Some DO’s & DON’T’s of CV writing:
DO include any relevant experience that adds to your experience.
DO include your nationality with your contact details if you are non-British.
DO make any particular achievements stand out.
DO make the personal statement personalized, so that you stand out from the other applicants.
DO spell check, this is your first contact with prospective employers, spelling mistakes will not look good.
DO NOT put your date of birth or age on the CV; there are laws to stop age discrimination.
DO NOT go over two pages for a CV.
DO NOT include references unless they have previously given permission
DO NOT label/title your CV as “Curriculum Vitae”, it should hopefully be obvious to employers what the document is; similarly do not put unnecessary headings such as “address” above your address.
The CV is crucial to the employment process as it is the link between finding your ideal job and getting an interview. It can be hard to think of things to write if you are not used to writing in a professional manner, or have no experience in the area you are looking to apply for. Do not fill up your CV with any unnecessary experience; for example, if you are applying for an accountancy job it is not necessary to include the job you had as a waitress one summer (unless there were some transferable skills). The same goes for education; if you have recently graduated, briefly give some details of the modules you did that may have be relevant to the job role, and anything you were particularly proud of, such as a particular project. As the CV has to look professional, think of it as you would an assignment, and write in third person. Try to leave out words like “I”; although it must be personalized, do not make your CV into a life story, and remember it is to advertise your skills and experience to a prospective employer. Many people write out one default CV to send to the many different companies they may be applying to, however, it is better to go over your CV after you have found a job you would like to apply for and tailor it to that company. For example, if the prospective employer regards teamwork and cooperation as one of the key points in their organisation’s success, play-up any teamwork projects you have excelled at in university or past work experience.

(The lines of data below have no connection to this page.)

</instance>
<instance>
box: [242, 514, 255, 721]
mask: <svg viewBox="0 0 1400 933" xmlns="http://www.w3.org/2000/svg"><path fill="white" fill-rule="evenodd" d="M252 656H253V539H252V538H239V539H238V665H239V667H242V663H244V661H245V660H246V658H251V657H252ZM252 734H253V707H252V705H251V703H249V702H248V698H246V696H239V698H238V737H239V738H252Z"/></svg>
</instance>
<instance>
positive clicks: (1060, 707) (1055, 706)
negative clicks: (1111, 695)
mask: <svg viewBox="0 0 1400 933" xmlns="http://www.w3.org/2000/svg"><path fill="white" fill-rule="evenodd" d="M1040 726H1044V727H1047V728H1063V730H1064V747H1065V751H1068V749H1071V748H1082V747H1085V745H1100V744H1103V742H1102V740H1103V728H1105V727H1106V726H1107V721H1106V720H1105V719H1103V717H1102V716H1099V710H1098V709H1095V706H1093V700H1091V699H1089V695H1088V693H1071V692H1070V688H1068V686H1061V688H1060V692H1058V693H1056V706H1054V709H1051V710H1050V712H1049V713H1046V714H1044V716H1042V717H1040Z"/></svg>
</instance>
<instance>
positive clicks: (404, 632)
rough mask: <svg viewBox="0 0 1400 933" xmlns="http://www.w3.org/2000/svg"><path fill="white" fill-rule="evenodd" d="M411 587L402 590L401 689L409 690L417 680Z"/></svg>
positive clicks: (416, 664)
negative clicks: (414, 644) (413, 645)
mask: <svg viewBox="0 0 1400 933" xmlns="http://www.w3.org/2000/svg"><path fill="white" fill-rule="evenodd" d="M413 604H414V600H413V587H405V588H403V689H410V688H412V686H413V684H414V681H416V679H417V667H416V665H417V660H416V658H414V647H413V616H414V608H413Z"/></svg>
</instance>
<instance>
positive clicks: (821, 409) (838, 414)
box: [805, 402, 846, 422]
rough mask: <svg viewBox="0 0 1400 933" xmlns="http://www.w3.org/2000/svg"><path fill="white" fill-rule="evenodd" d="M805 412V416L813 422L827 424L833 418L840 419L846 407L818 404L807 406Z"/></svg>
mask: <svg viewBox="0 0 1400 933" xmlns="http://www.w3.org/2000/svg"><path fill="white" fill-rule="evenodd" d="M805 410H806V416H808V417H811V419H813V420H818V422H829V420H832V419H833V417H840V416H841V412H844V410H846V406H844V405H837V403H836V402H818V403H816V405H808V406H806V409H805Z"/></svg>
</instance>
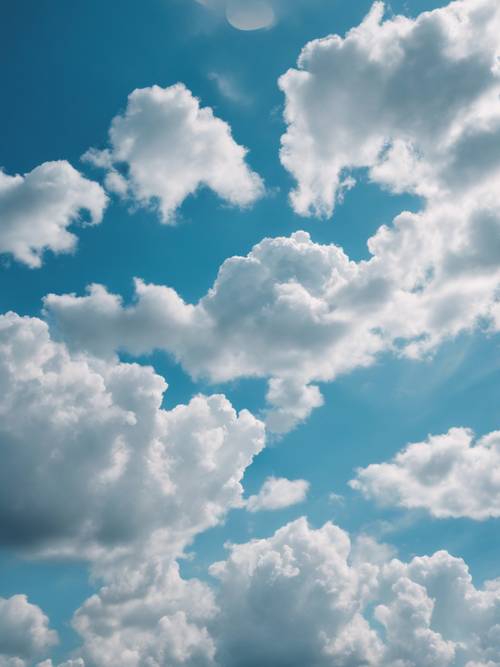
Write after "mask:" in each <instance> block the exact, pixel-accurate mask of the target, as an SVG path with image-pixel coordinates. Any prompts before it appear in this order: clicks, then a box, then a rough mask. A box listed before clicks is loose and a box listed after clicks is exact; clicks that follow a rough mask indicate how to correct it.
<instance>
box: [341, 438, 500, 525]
mask: <svg viewBox="0 0 500 667" xmlns="http://www.w3.org/2000/svg"><path fill="white" fill-rule="evenodd" d="M499 470H500V432H499V431H494V432H492V433H489V434H488V435H485V436H484V437H482V438H479V439H477V440H476V439H475V438H474V434H473V433H472V432H471V431H469V430H467V429H464V428H453V429H450V431H448V433H446V434H444V435H439V436H429V438H428V439H427V440H426V441H425V442H417V443H413V444H411V445H408V447H406V449H404V450H403V451H401V452H399V453H398V454H396V456H395V457H394V458H393V459H392V460H391V461H389V462H388V463H378V464H372V465H369V466H368V467H367V468H360V469H359V470H358V471H357V476H356V478H355V479H354V480H352V481H351V486H352V487H353V488H354V489H357V490H358V491H361V493H362V494H363V495H364V496H365V497H366V498H368V499H370V500H375V501H377V502H378V503H380V504H382V505H385V506H390V507H405V508H407V509H423V510H426V511H427V512H429V514H431V515H432V516H435V517H437V518H459V517H466V518H469V519H477V520H484V519H490V518H498V517H500V474H499Z"/></svg>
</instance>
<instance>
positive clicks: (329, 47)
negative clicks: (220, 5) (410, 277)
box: [280, 0, 500, 216]
mask: <svg viewBox="0 0 500 667" xmlns="http://www.w3.org/2000/svg"><path fill="white" fill-rule="evenodd" d="M383 16H384V3H382V2H376V3H375V4H374V5H373V8H372V10H371V12H370V14H369V15H368V17H367V18H366V19H365V20H364V22H363V23H362V24H361V25H360V26H358V27H357V28H354V29H352V30H351V31H349V32H348V33H347V35H346V36H345V38H341V37H339V36H338V35H332V36H330V37H325V38H324V39H319V40H315V41H312V42H310V43H309V44H307V45H306V46H305V47H304V49H303V51H302V53H301V55H300V58H299V61H298V69H290V70H289V71H288V72H287V73H286V74H284V75H283V76H282V77H281V79H280V86H281V88H282V90H283V91H284V93H285V96H286V107H285V119H286V121H287V123H288V128H287V132H286V134H285V135H284V136H283V138H282V150H281V160H282V163H283V165H284V166H285V167H286V168H287V169H288V170H289V171H290V172H291V174H292V175H293V176H294V178H295V179H296V181H297V188H296V189H295V190H294V191H293V193H292V196H291V200H292V205H293V207H294V209H295V210H296V211H297V212H298V213H301V214H305V215H307V214H311V213H313V214H318V215H323V216H330V215H331V214H332V212H333V209H334V205H335V202H336V200H337V199H338V198H339V196H340V195H341V193H342V190H343V188H345V187H346V184H347V185H350V184H351V181H350V180H349V175H350V172H351V171H352V170H354V169H359V168H366V169H368V170H369V174H370V177H371V179H372V180H374V181H375V182H376V183H379V184H381V185H383V186H385V187H388V188H389V189H391V190H394V191H396V192H403V191H404V192H415V193H417V194H420V195H422V196H424V197H426V198H428V199H433V200H436V199H437V200H440V199H442V198H448V197H449V196H450V195H452V196H456V195H457V194H459V195H460V196H461V197H465V196H476V197H477V196H478V195H479V193H480V192H484V191H488V190H490V189H491V188H492V187H493V188H494V187H495V184H496V188H498V179H499V173H500V157H499V146H500V105H499V101H498V94H499V91H500V68H499V66H498V60H497V55H498V52H499V46H500V44H499V37H498V35H499V34H500V8H499V6H498V3H497V2H496V1H495V0H459V1H457V2H452V3H450V4H449V5H448V6H446V7H444V8H442V9H437V10H435V11H432V12H425V13H423V14H421V15H420V16H419V17H418V18H417V19H415V20H412V19H409V18H406V17H403V16H396V17H394V18H392V19H390V20H386V21H384V20H383Z"/></svg>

Some people are unsure about the order in which the headings must go within their CV; they should be laid out as in the bullet-points shown earlier, however, work and educational history should be switched dependent on the experience you have. If you have very little experience in the job you are applying for (i.e. you are a recent university graduate), place your educational history before work experience, as the skills learnt whilst at university will probably be more relevant than the work experience you’ve gained. If you have a lot of work experience relevant to the job you are applying for, place the work history above education, as this will be noticed first and give you the best chance of being seen as suitable. It can also sometimes be difficult to fill in large gaps that you have between periods of work, so try to bridge these as much as possible, as it will be preferential to the employer to know what you have been doing when not working. As mentioned in the DO’s & DON’T’s section, try not to have more than two pages in your CV; two pages is the general rule-of-thumb with CV writing in the UK. It is best to avoid a large gap at the bottom of page, so if possible arrange your CV so that all information can fit onto one page, or try to spread it out to fit onto two pages.